PUBLIC
HEARING ON THE NYS RETURNABLE CONTAINER ACT
Assembly Committee on Environmental Conservation
Albany NY, March 10, 2003
Chairman DiNapoli, Honorable Members of the Committee, thank you for the privilege
of appearing here today.
Like many of the speakers who testify at hearings like this, I represent a special
interest group. Our special interest is the well-being of 5,000 neighborhood
mini-marts and convenience stores, many of them independent, family-run enterprises,
from Glens Falls to Great Neck.
Four
million New Yorkers, including some in this room, will visit one of our stores
during the next 24 hours to pick up a cup of coffee, a newspaper, a pack of
cigarettes, a lottery ticket, a tank of gas -- God help them -- or some other
item.
Convenience
stores also sell beer and soft drinks, which are subject to the nickel deposit,
and iced tea, sports drinks, bottled water, and other non-carbonated beverages,
which are currently exempt but would require a deposit under the proposed law.
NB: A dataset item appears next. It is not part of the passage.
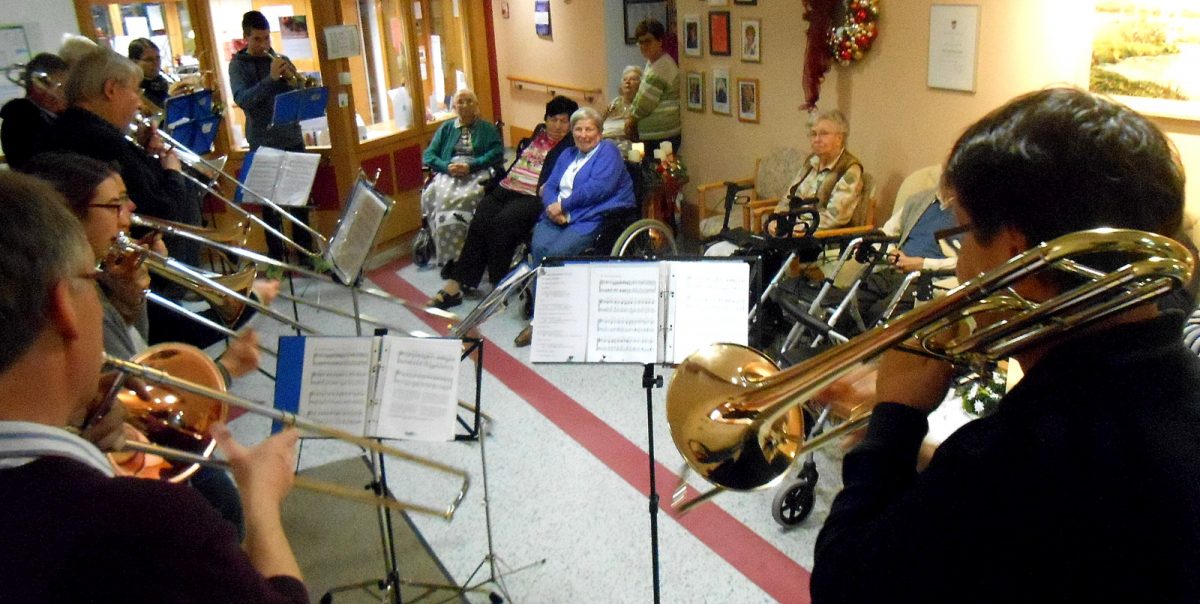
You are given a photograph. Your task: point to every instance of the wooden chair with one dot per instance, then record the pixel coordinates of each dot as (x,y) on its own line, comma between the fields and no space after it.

As business owners, parents and citizens, we share the commitment of New York State and its communities to recycling. But as the folks who get stuck with the labor costs, space requirements, and mess of physically handling and storing returnable, often unrinsed carbonated beverage containers, we have a different perspective on the idea of expanding the bottle bill.
For smaller stores with limited space and limited staff, redemption and storage
of bottles and cans is a nuisance. Expanding the deposit law to non-carbonated
beverages would make it a nightmare.
First,
with limited space and limited volume, smaller stores do not have the reverse
vending machines for accepting returnable bottles and cans that you may see
in supermarkets. In our stores, real, live employees handle returnables, and
it costs money.
Let's
assume a clerk's wages, employer taxes and benefits cost the store Nine Dollars
per hour. You come in to redeem an empty six-pack of Pepsi. The transaction
takes the clerk three minutes, and she spends another three minutes making sure
the empties are clean and placing them in a holding bin in the back room. That's
six minutes, or a labor cost of Ninety Cents, for Six cans, or Fifteen Cents
per can. Under the bottle bill, the store receives a handling fee of Two Cents
per redeemed can, a fraction of the actual handling cost. So it's a losing proposition.
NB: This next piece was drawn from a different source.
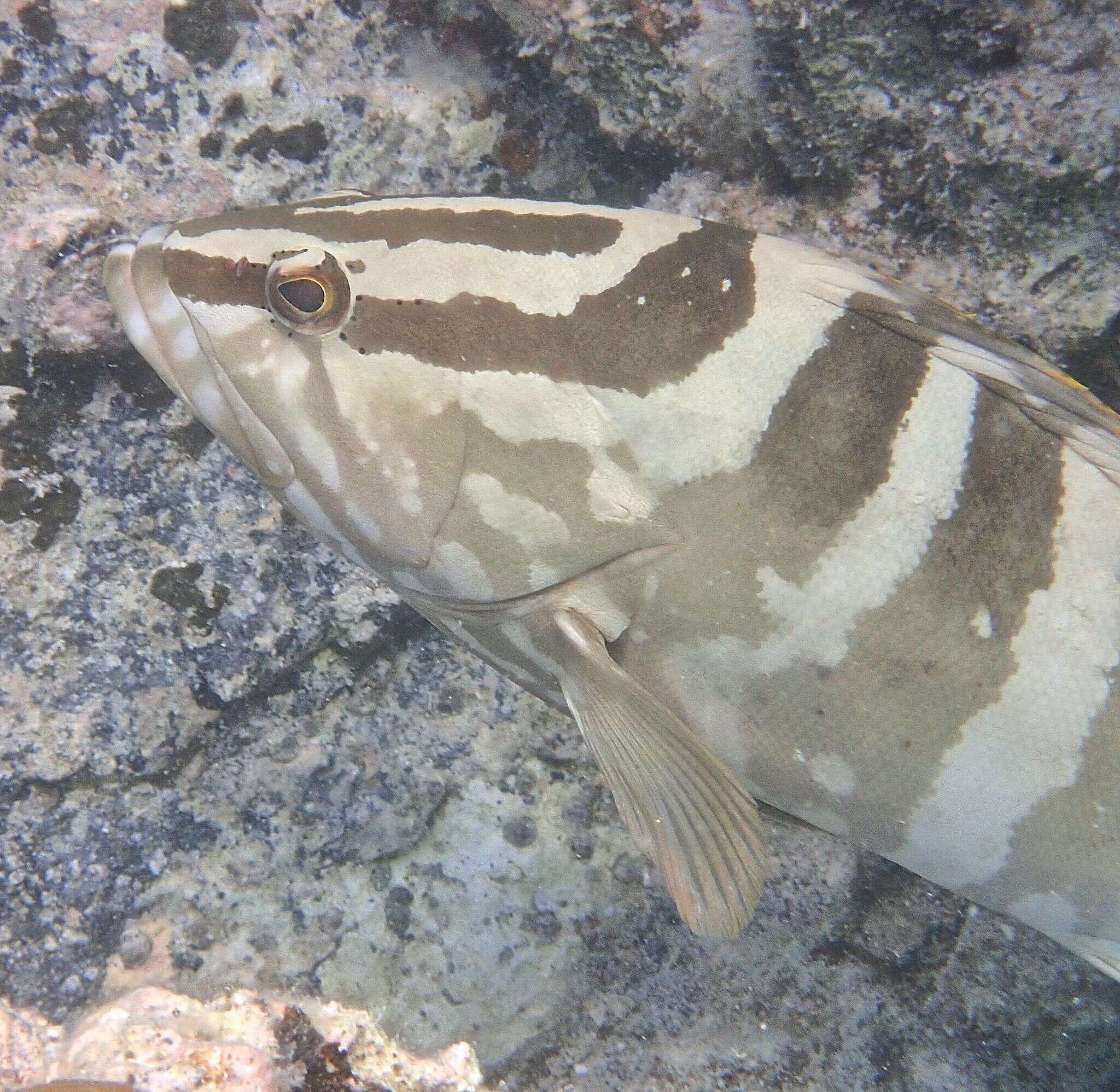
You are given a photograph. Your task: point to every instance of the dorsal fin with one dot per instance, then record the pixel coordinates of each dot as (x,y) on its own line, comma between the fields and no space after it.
(1045,393)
And increasing by one-third the quantity of used bottles and cans you would
have to handle and store makes it more of a losing proposition.
The second issue is the potential sanitation hazard. Many smaller stores now rely on food service as a
major
product category, under license from the state Department of Agriculture and
Markets. When you leave empty soda or juice cans sitting around your house in
mid-August, what do they attract? Now imagine if you left three or four 32-gallon
garbage bags full of empty soda and juice cans sitting around in a hallway.
Expand the bottle bill, and that's what you're likely to find in the tiny back
room of smaller stores, just steps away from the food counter. The last thing
we need in a store that sells sandwiches or pizza or salads is an extra attraction
for rodents, insects, and germs, especially during the summer.
Beyond the four walls of our stores, we see other questions surrounding a bigger bottle bill. If the State needs unclaimed deposits for operating revenue, doesn't that nickel, or dime, become more of a tax than a deposit?
How
would it affect existing municipal recycling programs? Would the reduction in
the number of bottles and cans in their recycling streams have a positive or
negative effect on the economic viability of those programs?
And
a word about fairness. In some parts of New York, our members operate down the
road, or even right across the street from, a competing store operated by a
Native American tribe. More often than not, when you buy a soft drink at a tribal
store, you will not be charged the nickel deposit, because tribes typically
claim immunity from state laws. If you increase the deposit to a dime as has
been suggested, then you're effectively granting those competitors a price advantage
of ten cents. If a bottle of Coke sells for One Dollar, that's a Ten Percent
differential. If a dime is sufficient to deter people from littering, it's also
enough to influence their choice of where to buy. When they choose to buy outside
the reach of the bottle bill, not only does it cost us business, but the policy
goal behind the deposit law is thwarted.
If
ultimately the Legislature decides to pursue expansion of the bottle bill in
spite of the doubts and potential consequences, NYACS would strongly recommend
exploring an alternative to requiring retail stores to redeem deposit containers
-- specifically, establishing a network of centralized redemption centers. Most
retailers I work with would gladly relinquish the two-cent handling fee in exchange
for being relieved of the costs, logistical headaches and sanitation risks.
Beneath
the veneer of "bigger is better" rhetoric, there are many layers to
the bottle bill issue that deserve closer scrutiny. Until these ramifications
are fully examined and addressed, our Association remains opposed to expanding
this law.
Thank you again for the opportunity to be heard.